Review of The Garifuna Women's Project Album by Umalali

Umalali
The Garifuna Women's Project
Album review

Umalali The Garifuna Women's Project Album

Bearing the Stories of Their People in Songs of Joy, Sorrow, Strength and Beauty

Umalali: The Garifuna Women's Project presents the hidden voices of Garifuna women to the world

Here is a record that is beyond "the norm". Often as a serious music listener I crave something more real than what is on offer. I crave music that hasn't been squeezed through the marketing machine to optimize it for maximum sales. Umalali is exactly that! I urge you to buy this record as you won't find anything else out there that is quite like it.

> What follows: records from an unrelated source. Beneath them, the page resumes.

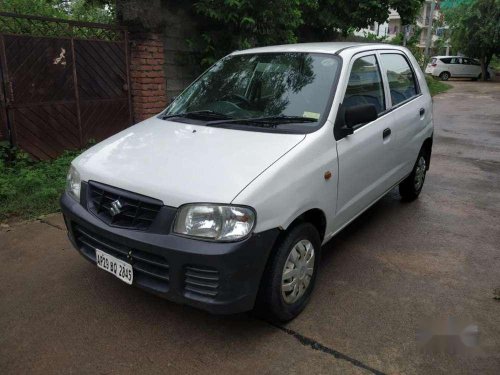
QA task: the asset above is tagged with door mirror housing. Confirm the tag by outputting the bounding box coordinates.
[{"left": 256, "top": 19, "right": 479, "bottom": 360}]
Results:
[{"left": 344, "top": 104, "right": 378, "bottom": 129}]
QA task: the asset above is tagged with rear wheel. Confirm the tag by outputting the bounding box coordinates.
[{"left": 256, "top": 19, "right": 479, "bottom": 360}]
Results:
[
  {"left": 399, "top": 150, "right": 427, "bottom": 201},
  {"left": 439, "top": 72, "right": 450, "bottom": 81},
  {"left": 256, "top": 223, "right": 321, "bottom": 322}
]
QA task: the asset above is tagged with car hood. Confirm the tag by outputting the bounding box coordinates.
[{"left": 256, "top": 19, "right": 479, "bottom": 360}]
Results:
[{"left": 73, "top": 118, "right": 305, "bottom": 207}]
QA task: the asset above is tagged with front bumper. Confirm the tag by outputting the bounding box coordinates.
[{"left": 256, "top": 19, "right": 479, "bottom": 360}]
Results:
[{"left": 60, "top": 193, "right": 279, "bottom": 314}]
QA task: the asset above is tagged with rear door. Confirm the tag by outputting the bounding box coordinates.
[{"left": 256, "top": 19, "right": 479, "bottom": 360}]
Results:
[
  {"left": 335, "top": 52, "right": 392, "bottom": 227},
  {"left": 450, "top": 57, "right": 466, "bottom": 77},
  {"left": 380, "top": 51, "right": 432, "bottom": 184}
]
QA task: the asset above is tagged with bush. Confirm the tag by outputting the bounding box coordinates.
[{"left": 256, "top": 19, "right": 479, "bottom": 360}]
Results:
[{"left": 0, "top": 148, "right": 79, "bottom": 220}]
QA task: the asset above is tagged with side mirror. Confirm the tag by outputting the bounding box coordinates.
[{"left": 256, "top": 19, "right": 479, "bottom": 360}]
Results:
[{"left": 344, "top": 104, "right": 378, "bottom": 129}]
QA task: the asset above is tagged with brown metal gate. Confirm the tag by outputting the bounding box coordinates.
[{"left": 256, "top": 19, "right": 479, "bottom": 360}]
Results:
[{"left": 0, "top": 13, "right": 132, "bottom": 159}]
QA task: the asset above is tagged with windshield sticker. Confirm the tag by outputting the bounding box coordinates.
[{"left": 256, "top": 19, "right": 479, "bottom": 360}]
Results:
[
  {"left": 302, "top": 111, "right": 320, "bottom": 120},
  {"left": 321, "top": 58, "right": 335, "bottom": 66}
]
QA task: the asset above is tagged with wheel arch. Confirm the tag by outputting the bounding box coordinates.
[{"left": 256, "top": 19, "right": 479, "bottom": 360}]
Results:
[{"left": 283, "top": 208, "right": 326, "bottom": 242}]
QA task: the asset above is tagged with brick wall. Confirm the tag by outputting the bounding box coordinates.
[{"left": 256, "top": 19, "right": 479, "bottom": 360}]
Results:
[{"left": 130, "top": 33, "right": 167, "bottom": 123}]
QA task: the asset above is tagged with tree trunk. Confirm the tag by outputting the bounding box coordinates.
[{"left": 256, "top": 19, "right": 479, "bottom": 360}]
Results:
[{"left": 480, "top": 55, "right": 492, "bottom": 81}]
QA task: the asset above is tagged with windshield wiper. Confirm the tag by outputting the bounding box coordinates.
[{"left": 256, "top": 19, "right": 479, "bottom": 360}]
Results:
[
  {"left": 205, "top": 115, "right": 318, "bottom": 127},
  {"left": 160, "top": 110, "right": 232, "bottom": 120}
]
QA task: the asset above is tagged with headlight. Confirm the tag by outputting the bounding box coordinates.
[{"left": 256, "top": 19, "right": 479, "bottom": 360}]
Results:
[
  {"left": 66, "top": 166, "right": 82, "bottom": 202},
  {"left": 174, "top": 204, "right": 255, "bottom": 241}
]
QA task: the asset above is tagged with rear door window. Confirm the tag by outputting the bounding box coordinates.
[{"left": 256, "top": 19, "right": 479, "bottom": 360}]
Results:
[
  {"left": 381, "top": 53, "right": 419, "bottom": 106},
  {"left": 343, "top": 55, "right": 385, "bottom": 113}
]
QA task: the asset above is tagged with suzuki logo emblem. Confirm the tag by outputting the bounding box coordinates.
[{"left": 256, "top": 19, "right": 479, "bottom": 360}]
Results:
[{"left": 109, "top": 199, "right": 123, "bottom": 216}]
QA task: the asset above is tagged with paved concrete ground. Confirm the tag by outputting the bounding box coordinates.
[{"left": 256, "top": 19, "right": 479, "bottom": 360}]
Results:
[{"left": 0, "top": 82, "right": 500, "bottom": 374}]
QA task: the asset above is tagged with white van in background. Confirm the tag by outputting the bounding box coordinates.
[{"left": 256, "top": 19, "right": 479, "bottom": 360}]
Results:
[{"left": 425, "top": 56, "right": 494, "bottom": 81}]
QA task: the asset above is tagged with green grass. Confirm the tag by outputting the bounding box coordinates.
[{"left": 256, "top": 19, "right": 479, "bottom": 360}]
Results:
[
  {"left": 0, "top": 149, "right": 79, "bottom": 221},
  {"left": 0, "top": 76, "right": 452, "bottom": 221},
  {"left": 425, "top": 75, "right": 453, "bottom": 96}
]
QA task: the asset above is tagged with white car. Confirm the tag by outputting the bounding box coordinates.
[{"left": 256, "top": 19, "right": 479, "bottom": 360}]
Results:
[
  {"left": 425, "top": 56, "right": 494, "bottom": 81},
  {"left": 61, "top": 43, "right": 433, "bottom": 321}
]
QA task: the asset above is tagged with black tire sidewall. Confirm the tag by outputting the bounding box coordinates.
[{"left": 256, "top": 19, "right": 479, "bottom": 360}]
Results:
[
  {"left": 399, "top": 152, "right": 428, "bottom": 201},
  {"left": 261, "top": 223, "right": 321, "bottom": 322}
]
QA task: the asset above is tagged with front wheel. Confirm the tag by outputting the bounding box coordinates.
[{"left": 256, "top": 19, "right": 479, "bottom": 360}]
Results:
[
  {"left": 256, "top": 223, "right": 321, "bottom": 322},
  {"left": 399, "top": 152, "right": 427, "bottom": 201}
]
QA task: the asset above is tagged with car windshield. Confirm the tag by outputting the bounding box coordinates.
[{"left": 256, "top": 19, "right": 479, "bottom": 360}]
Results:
[{"left": 160, "top": 53, "right": 340, "bottom": 132}]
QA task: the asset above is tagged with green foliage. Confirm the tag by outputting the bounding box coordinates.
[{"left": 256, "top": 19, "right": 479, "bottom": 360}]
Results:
[
  {"left": 390, "top": 25, "right": 427, "bottom": 67},
  {"left": 0, "top": 0, "right": 115, "bottom": 23},
  {"left": 0, "top": 147, "right": 79, "bottom": 221},
  {"left": 425, "top": 76, "right": 452, "bottom": 96},
  {"left": 302, "top": 0, "right": 424, "bottom": 40},
  {"left": 189, "top": 0, "right": 424, "bottom": 67},
  {"left": 444, "top": 0, "right": 500, "bottom": 77}
]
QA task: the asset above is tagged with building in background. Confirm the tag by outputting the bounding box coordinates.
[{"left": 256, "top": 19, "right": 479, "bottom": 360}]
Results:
[{"left": 355, "top": 0, "right": 449, "bottom": 55}]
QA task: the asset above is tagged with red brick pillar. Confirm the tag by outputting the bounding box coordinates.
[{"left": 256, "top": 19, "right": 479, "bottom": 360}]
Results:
[{"left": 130, "top": 33, "right": 167, "bottom": 123}]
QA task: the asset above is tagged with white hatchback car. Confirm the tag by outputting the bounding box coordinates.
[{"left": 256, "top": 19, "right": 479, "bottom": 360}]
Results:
[
  {"left": 425, "top": 56, "right": 494, "bottom": 81},
  {"left": 61, "top": 43, "right": 433, "bottom": 321}
]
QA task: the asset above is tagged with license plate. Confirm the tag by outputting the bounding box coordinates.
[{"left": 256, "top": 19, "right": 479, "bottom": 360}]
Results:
[{"left": 95, "top": 249, "right": 134, "bottom": 285}]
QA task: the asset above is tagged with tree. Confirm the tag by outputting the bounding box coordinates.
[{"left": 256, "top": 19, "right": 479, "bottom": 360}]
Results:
[
  {"left": 443, "top": 0, "right": 500, "bottom": 80},
  {"left": 191, "top": 0, "right": 424, "bottom": 65},
  {"left": 0, "top": 0, "right": 115, "bottom": 23},
  {"left": 301, "top": 0, "right": 424, "bottom": 40}
]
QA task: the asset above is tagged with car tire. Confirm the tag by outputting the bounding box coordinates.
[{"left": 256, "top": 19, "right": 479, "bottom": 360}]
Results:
[
  {"left": 399, "top": 149, "right": 429, "bottom": 202},
  {"left": 255, "top": 223, "right": 321, "bottom": 323},
  {"left": 439, "top": 72, "right": 451, "bottom": 81}
]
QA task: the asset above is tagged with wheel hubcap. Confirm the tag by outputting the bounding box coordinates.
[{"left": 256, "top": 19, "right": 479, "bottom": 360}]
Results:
[
  {"left": 281, "top": 240, "right": 314, "bottom": 304},
  {"left": 414, "top": 156, "right": 427, "bottom": 190}
]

Umalali: The Garifuna Women's Project, released by Cumbancha on April 7th 2008, is a groundbreaking album inviting the listener behind closed doors into a fascinating musical world that has remained largely unexposed until now. The project was produced by Ivan Duran, the mastermind behind Andy Palacio & The Garifuna Collective's album Wátina, one of the most critically acclaimed albums of any genre in 2007. Descendents of shipwrecked African slaves who intermarried with the Carib and Arawak Indians of the Caribbean, the Garifuna people live primarily in small towns and villages on the Caribbean coast of Belize, Guatemala, Honduras and Nicaragua. Umalali: The Garifuna Women's Project expands on the story of this fascinating community, which is struggling to retain its language, music and traditions in the face of globalization. Blending the rich vocal textures of Garifuna women with echoes of rock, blues, funk, African, Latin and Caribbean music, Umalali is an entrancing journey into the heart and soul of women whose strength, hard work and perseverance provide the bedrock of their community.

The Umalali project began in 1997, when Ivan Duran began traveling to Garifuna villages in search of exceptional female voices. The founder of the Belize-based label Stonetree Records, Duran had noticed that while men were usually in the spotlight, it was the women that were the true caretakers of Garifuna traditions, and were often responsible for new compositions that dealt with issues of day-to-day life. "With women, music is more part of their daily lives," explains Duran. "They are the bearers of most of the traditions, they are the ones who stay at home with the children while the men are either out to sea all day on their fishing boats or working abroad to earn money to send home to the family."

Duran began by recording women in natural settings: kitchens, living rooms, on the beach or in the Garifuna temples, often putting on tape voices that had never been recorded before. But while Ivan recognized the importance of documenting these songs, his intention was always to create something more. He had in mind a musical journey, one that blended Garifuna traditions with contemporary flavors to capture the soul and spirit of Garifuna women in a way that would translate to the wider world.

During these early years of the project, Duran discovered a number of exceptional talents, women with striking voices and engaging personalities, whose songs echoed with the joys and sorrows they had experienced during their lives. Sofia Blanco, a 54-year old mother of four from Livingston, Guatemala, lends her heart wrenching voice to the album's mesmerizing opening track, "Nibari" (My Grandchild). Desere Arana, a young singer in her late 20s is blessed with a powerful voice that can echo over pounding drums and chants for hours on end. Desere sings at almost every dügü in southern Belize, a traditional healing ceremony to honor an ancestor and ask them for assistance in curing the illness of a living family member. Marcela "Chela" Torres, a Honduran Garifuna living in Belize, brings driving intensity to the blues-tinged "Anaha Ya" (Here I Am), which tells of a woman who reads in the newspaper of rumors that she is selling her own daughter into prostitution.

In 2002, after five years of research and preparation, Duran set up a recording studio in a small, grass-roofed hut resting on stilts just steps from the Caribbean Sea in the village of Hopkins, Belize, where he spent months recording the extraordinary songs and voices he had discovered. For the next five years, Duran took the raw voices and percussion and recorded layers of instruments, tightened the structures of the compositions and added subtle effects and elements of ambiance to capture the context in which the music is often heard.

During 2008, a rotating selection of women who participated in the Umalali recording will be invited to tour as special guests with the Garifuna Collective on their international concerts around the world. Meanwhile back in Belize, members of the Collective will be working to create an Umalali performing ensemble that will bring the full expression of the recording project to stages across the world in 2009.

Lavishly packaged with a deluxe digipack and expansive 36-page booklet, that features full lyrics, detailed song descriptions and gorgeous photographs, Umalali: The Garifuna Women's Project also includes extensive bonus material. The enhanced CD includes numerous bonus tracks, photographs, videos and links to a fascinating custom website that tells the story of the Garifuna people and in-depth information on the making of this truly remarkable project.